Shared and unique genera
More genera were detected by microscopy compared to sedDNA within each phylum except dinoflagellates. For chlorophytes, ochrophytes and bacillariophytes, microscopy may have been more sensitive when distinguishing between genera. Only a small proportion of genera occurred in both records. This was highest for chlorophytes, with 19.5% of chlorophyte genera detected by both methods, but only 16.7% for dinoflagellates, 12.1% for ochrophytes, and 12.9% for bacillariophytes. The majority of genera were uniquely detected by each method, and each method may be capable of recording a different component of the phytoplankton community. Genera unique to the sedDNA record could include taxa that occupied deeper layers of the water column or littoral areas and were therefore beyond the scope of the surface water monitoring scheme, or those that were difficult to identify based on morphology. Depositional or degradational processes could explain why a large proportion of the phytoplankton community were missed by sedDNA. Previous studies have shown that the certain groups of eukaryotic algae (Gauthier et al ., 2021) and cyanobacteria (Nwosuet al ., 2021) were differentially represented in surface lake sediments compared to the water column, and this could be because some taxa did not readily deposit. The deposition potential of phytoplankton could be affected by grazing pressure and whether the cells form colonies or aggregate with organic matter which make them heavier and more likely to deposit and could also protect the DNA from degradation (Gauthier et al ., 2021; Mauvisseau et al ., 2022; Nwosuet al ., 2021).
A larger number of dinoflagellate genera were detected in the sedDNA record compared to the microscopy record, and sedDNA may therefore be a particularly valuable method for studying past dinoflagellate communities. Many dinoflagellates form a robust cyst during the resting stage of their lifecycle which may protect their DNA from grazing by zooplankton and other extracellular degradation processes (Bravo and Figueroa, 2014). Dinoflagellates have previously been shown to be well-represented by sedDNA, but it was possible that they were overrepresented due to their large genomes and high 18S rRNA gene copy number (Gong et al ., 2020).
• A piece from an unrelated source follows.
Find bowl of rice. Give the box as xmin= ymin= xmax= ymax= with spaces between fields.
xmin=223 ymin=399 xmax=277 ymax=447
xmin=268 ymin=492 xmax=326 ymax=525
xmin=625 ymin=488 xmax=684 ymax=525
Bacillariophyte DNA could also be expected to be preserved in sediments due to the presence of the protective silica frustule (Aguirre et al ., 2018). However, this group was present at the lowest relative abundance of the four main phyla in the sedDNA record, despite being one of the groups with the highest occurrence in the microscopy record, and a larger number of bacillariophyte genera were detected by microscopy. Another sediment core collected from Esthwaite Water for microfossil analysis found Asterionella , Aulacoseira andFragilaria to be the most dominant genera between 1945 and 2005 (Dong et al ., 2012). These genera were also detected by microscopy in the monitoring record from 1945 to 2010, butAsterionella and Fragilaria were absent from the sedDNA record. Targeted primers may be more capable of distinguishing a larger number of bacillariophyte genera compared to the broad range 18S rRNA amplicon primers selected in the present study, such as primers targeting the rbcL gene (Anslan et al ., 2022; Dulias et al ., 2017; Kang et al ., 2021). Although a substantial number of bacillariophytes were missed by sedDNA, a small number of genera were detected which may have been overlooked in the microscopy-based monitoring and microfossil records. This included Staurosira ,Opephora , Planothidium and Staurosirella .Planothidium are typically benthic taxa (Lange-Bertalot et al ., 2017), and may therefore have been outside of the scope of the surface water monitoring scheme, although Planothidium was only detected by sedDNA after 2010. The bacillariophyte community sequenced in lake surface sediments has previously been compared with microscopy-based methods, and also revealed that while microscopy could detect more genera, each method detected a distinct proportion of the community (Dulias et al ., 2017; Kang et al ., 2021).
A substantial proportion of ASVs detected by sedDNA (39%) and records in the microscopy-based monitoring scheme (56%) were unidentified at the genus level. In the sedDNA record, the majority of ASVs unassigned at the genus level were chlorophytes and dinoflagellates, while in the microscopy record, a significant number of bacillariophytes were unidentified at the genus level. Taxonomy assignment in the sedDNA record may be limited by reference database coverage (Anslan et al ., 2022). Taxonomic identification with microscopy may be limited by microscope resolution and the expertise and time investment of the observers, which may vary throughout the monitoring scheme. Separation of the influence of these variables in long-term monitoring schemes from an environmental response is complex (Straile et al ., 2013). While palaeolimnological tools such as sedDNA typically do not suffer from method changes, they may be subject to other limitations such as DNA degradation. Each method has its own limitations and biases, and multi-proxy analysis is likely the most reliable approach for reconstructing past phytoplankton communities.